È un power pop di pregevole fattura quello che ci offrono gli sconosciutissimi Silk Cut nei quaranta minuti del loro secondo album, pubblicato ad appena un anno di distanza dall’esordio intitolato “Our Place In The Stars”. Seppur attivo da poco tempo, il quartetto neozelandese può far affidamento su un importante bagaglio di esperienze collezionate in passato dai non giovanissimi Andrew Thorne (ex Thorn, Splitter e Calico Brothers), Aidan Phillips, Jayden Lee e Justin McLean.
Siamo quindi al cospetto di una band sì nuovissima, ma già piena di idee ben definite e padrona di uno stile musicale ricco di screziature. Il power pop dei Silk Cut ha un cuore che pulsa sangue “vintage”: le influenze del gruppo si concentrano in un periodo che va dagli anni ’60 degli Zombies ai ’90 dei Teenage Fanclub.

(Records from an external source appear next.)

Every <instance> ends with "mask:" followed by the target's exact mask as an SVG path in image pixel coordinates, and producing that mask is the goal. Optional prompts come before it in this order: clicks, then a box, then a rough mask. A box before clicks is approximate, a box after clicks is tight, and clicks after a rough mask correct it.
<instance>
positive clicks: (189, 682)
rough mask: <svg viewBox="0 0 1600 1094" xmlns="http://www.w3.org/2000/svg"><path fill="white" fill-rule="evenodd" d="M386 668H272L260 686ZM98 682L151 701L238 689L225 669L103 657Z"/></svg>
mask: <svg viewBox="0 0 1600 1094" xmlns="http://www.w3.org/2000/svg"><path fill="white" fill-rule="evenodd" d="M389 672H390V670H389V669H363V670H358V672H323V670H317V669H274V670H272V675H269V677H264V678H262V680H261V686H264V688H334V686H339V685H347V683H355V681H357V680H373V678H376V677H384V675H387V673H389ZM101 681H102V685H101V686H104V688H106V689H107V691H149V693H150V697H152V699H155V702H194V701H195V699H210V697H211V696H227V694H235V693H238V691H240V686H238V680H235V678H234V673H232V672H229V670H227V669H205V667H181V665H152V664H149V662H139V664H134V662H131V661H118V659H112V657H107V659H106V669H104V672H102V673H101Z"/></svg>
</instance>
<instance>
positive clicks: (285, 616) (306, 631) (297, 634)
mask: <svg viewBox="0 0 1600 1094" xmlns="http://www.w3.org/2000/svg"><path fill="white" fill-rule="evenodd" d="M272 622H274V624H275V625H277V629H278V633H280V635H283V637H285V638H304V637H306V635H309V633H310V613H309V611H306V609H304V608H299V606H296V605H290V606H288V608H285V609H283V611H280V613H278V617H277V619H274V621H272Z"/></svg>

Il legame con il passato è fortissimo ma, fortunatamente, non si sconfina mai nei territori del manierismo o della nostalgia fine a sé stessa.
La band punta forte su un rock corposo ma estremamente raffinato, curatissimo per quanto riguarda il lato melodico/armonico, che tende a distinguersi dal consueto power pop moderno – quello che, sempre più spesso, confondiamo col pop punk – grazie alla sua natura “colta”, mutante e contaminata. Sonorità psichedeliche, shoegaze, jangle pop e dream pop fanno da cornice a undici canzoni non indimenticabili ma sicuramente assai piacevoli da ascoltare. Le migliori, a mio parere, sono “The Transfer”, “Punches” e “Turning The Whole World On”.